An excellent low-carb take on an old favorite. Potatoes are swapped out for cauliflower, while carrots are replaced with roasted red peppers. Instead of black beans, use black soy beans. This chicken soup is a hearty low-carb supper that is rich and filling. Easily freezes. Serve with lime wedges and Cabot® shredded Cheddar cheese.
Prep Time: | 20 mins |
Cook Time: | 1 hr 30 mins |
Total Time: | 1 hr 50 mins |
Servings: | 10 |
Yield: | 10 servings |
Ingredients
- 4 cups water
- 4 cups chicken broth (such as Swanson®)
- 12 ounces skinless, boneless chicken breast
- 1 head cauliflower, chopped, divided
- 4 stalks celery, chopped, divided
- ¼ sweet onion (such as Vidalia®), coarsely chopped
- 4 cloves garlic, minced
- 3 teaspoons cayenne pepper
- 2 tablespoons garlic powder
- 3 tablespoons seasoned salt
- 2 tablespoons ground cumin
- 1 tablespoon ground black pepper
- 2 bay leaves
- 15 ounces canned black soybeans, rinsed and drained
- 1 cup sliced fresh button mushrooms
- 1 cup fresh white baby corn
- ¼ cup roasted red peppers, sliced into strips
- ¼ cup lime juice
Instructions
- Combine water, broth, chicken, 1/2 of the cauliflower, 1/2 of the celery, onion, garlic, cayenne, garlic powder, seasoned salt, cumin, black pepper, and bay leaves in a large stockpot. Bring to a boil; reduce heat and let simmer until chicken is cooked through, about 20 minutes.

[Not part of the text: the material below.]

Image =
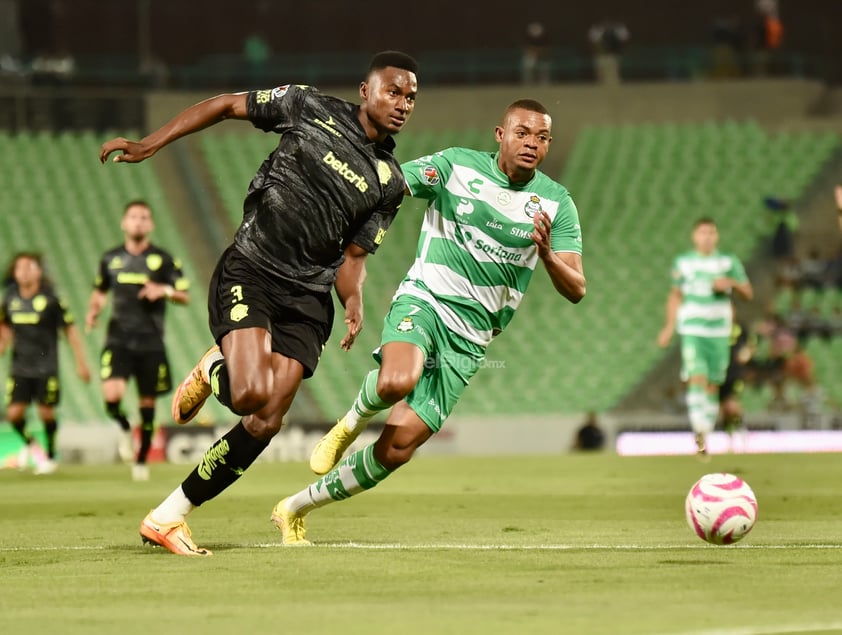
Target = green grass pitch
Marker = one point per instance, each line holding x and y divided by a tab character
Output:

- Remove chicken and shred with 2 forks.
- Remove stock from heat and puree with an immersion blender. Add shredded chicken, soybeans, mushrooms, baby corn, red peppers, and lime juice to the pot and stir to combine. Return to a boil; reduce heat and let simmer for 1 hour. Serve.
- You can use black beans instead of soy beans and frozen corn instead of fresh.
- The immersion blender is a critical step. It thickens without adding starch or cream.
- Add Frank’s(R) RedHot(R) sauce to taste for a spicier version.
Nutrition Facts
Calories | 164 kcal |
Carbohydrate | 17 g |
Cholesterol | 22 mg |
Dietary Fiber | 5 g |
Protein | 16 g |
Saturated Fat | 1 g |
Sodium | 1373 mg |
Sugars | 4 g |
Fat | 5 g |
Unsaturated Fat | 0 g |
Reviews
Good base soup. I pureed all the cauliflower to disguise it from my picky husband lol! I kept the rest of the veggies intact for more body & used hominy in place of the corn. Since my husband doesn’t like his food too spicy, I toned down the cayenne. I did garnish this with cilantro.